Oregon Health and Science University, Portland, OR
Correspondence to: Stephen M. Smith, FRACP, FJFICM, PhD, Division of Pulmonary and Critical Care Medicine, Biomedical Research Building (UHN-67), 3181 SW Sam Jackson Park Rd, Oregon Health and Science University, Portland OR 97239-3098; e-mail: firstname.lastname@example.org
Vanhorebeek and colleagues1recently addressed the controversies surrounding insulin treatment of hyperglycemia in the ICU. The authors reviewed single-center studies2–3 that demonstrated benefits of tight glucose control, and a multicenter study4 that showed no improvement with insulin use. Failure to achieve glucose targets was proposed to explain the negative multicenter findings.1 This plausible hypothesis begs the question: how did the single-center and multicenter studies compare in achieving target glucose? Vanhoorebeek and colleagues1stated that 70% of treated patients in the Leuven studies2–3 had mean daily blood glucose levels < 110 mg/dL, compared with a median glucose level of 118 mg/dL in the Glucontrol study.1The Leuven studies2–3 reported 6:00 am mean glucose levels, but if the mean daily blood glucose level was calculated from these values alone, meaningful comparison of glucose control in the different studies requires the assumptions that glucose does not vary with time of day and is distributed normally.

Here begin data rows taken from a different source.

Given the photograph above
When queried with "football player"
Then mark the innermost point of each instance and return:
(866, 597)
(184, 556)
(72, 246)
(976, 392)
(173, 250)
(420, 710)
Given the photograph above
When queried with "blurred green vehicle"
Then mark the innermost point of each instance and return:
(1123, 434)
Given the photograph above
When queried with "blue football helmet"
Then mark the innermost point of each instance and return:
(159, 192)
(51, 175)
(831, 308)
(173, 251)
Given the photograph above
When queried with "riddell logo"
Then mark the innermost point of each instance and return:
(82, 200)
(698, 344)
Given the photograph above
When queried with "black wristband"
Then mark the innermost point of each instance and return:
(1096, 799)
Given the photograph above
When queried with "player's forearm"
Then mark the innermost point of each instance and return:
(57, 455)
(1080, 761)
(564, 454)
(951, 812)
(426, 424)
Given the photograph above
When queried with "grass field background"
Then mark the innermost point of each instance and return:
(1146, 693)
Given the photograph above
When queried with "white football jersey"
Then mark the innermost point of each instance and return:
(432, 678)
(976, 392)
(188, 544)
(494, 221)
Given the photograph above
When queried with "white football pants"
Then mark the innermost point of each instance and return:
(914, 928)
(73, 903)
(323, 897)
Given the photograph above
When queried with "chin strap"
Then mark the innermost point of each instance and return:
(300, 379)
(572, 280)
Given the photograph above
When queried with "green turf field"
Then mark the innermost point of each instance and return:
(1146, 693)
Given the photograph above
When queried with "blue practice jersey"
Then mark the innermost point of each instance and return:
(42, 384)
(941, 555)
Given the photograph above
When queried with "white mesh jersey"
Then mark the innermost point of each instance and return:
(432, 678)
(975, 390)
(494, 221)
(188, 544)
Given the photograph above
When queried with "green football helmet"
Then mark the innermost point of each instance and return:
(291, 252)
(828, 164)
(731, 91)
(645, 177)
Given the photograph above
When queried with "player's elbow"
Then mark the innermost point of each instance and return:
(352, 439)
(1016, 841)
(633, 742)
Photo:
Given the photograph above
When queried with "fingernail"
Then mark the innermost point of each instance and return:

We recently determined that these two assumptions are incorrect; in our ICU, glucose levels varied in an ultradian pattern, peaking twice every 24 h, and had a positively skewed distribution.,5 These new findings complicate the comparison of the reported data undermining the conclusion that failure to achieve target glucose levels underlies the failure of the multicenter study.1
For clinicians and investigators attempting to replicate the impressive results of the Leuven studies, it is essential to know what proportion of all glucose measurements were in range for patients receiving insulin in those studies because 6:00 am values are not representative of mean daily glucose levels.5 We agree with Vanhorbeek et al1 that achieving the glucose target range is crucial when investigating the efficacy of insulin infusion protocols, but the objective comparison of these studies requires that the glucose values achieved be clearly reported and include multiple time points.
The authors have no conflicts of interest to disclose.